ESSIC / CICS-MD Professor Zhanqing Li and Graduate Assistant II Tianning Su recently published a paper in Atmospheric Chemistry and Physics titled “Relationships between the planetary boundary layer height and surface pollutants derived from lidar observations over China: regional pattern and influencing factors”.
This paper discusses the frequency of severe air pollution episodes in China, analyzing the relationship between planetary boundary layer height (PBLH) and surface pollutants. With this improved understanding of aerosol-planetary boundary layer interactions, the authors hope to improve the ability to forecast surface air pollution. An abstract from the study authors is provided below.
Zhanqing Li is an AOSC-ESSIC professor who has engaged in a wide range of studies concerning climate change, atmospheric physics, and the terrestrial and atmospheric environment.

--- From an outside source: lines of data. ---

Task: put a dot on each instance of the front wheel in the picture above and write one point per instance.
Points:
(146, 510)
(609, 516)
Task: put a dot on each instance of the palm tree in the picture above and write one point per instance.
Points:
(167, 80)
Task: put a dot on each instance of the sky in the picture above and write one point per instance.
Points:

Air pollution in China has been frequently reported and is a top public concern to the most populated country. This study attempts to tackle the problem by sorting out key factors influencing surface pollutants usually measured in mass of particulates less than 2.5 micrometers (PM2.5). By analyzing the frequency of severe air pollution episodes across China at ~1600 surface stations, the relationship between planetary boundary layer height (PBLH) and surface pollutants (PM2.5) is thoroughly investigated with an emphasis on its spatial and temporal patterns to help identify fundamental influencing factors. PM2.5 is found to be correlated with PBL under certain circumstances such as in low-altitude regions (plains, basin) during winter under calm conditions, but least affected by PBL in highland during summer and strong winds. A closer relationship is established between PM2.5 normalized by aerosol optical depth (AOD) that can be measured both from space and on the ground. These findings can improve our understanding of the complex interactions between air pollution, boundary layer, and horizontal transport, and may further improve the ability to monitor and forecast surface air pollution using a combination of satellite and routine meteorological measurements.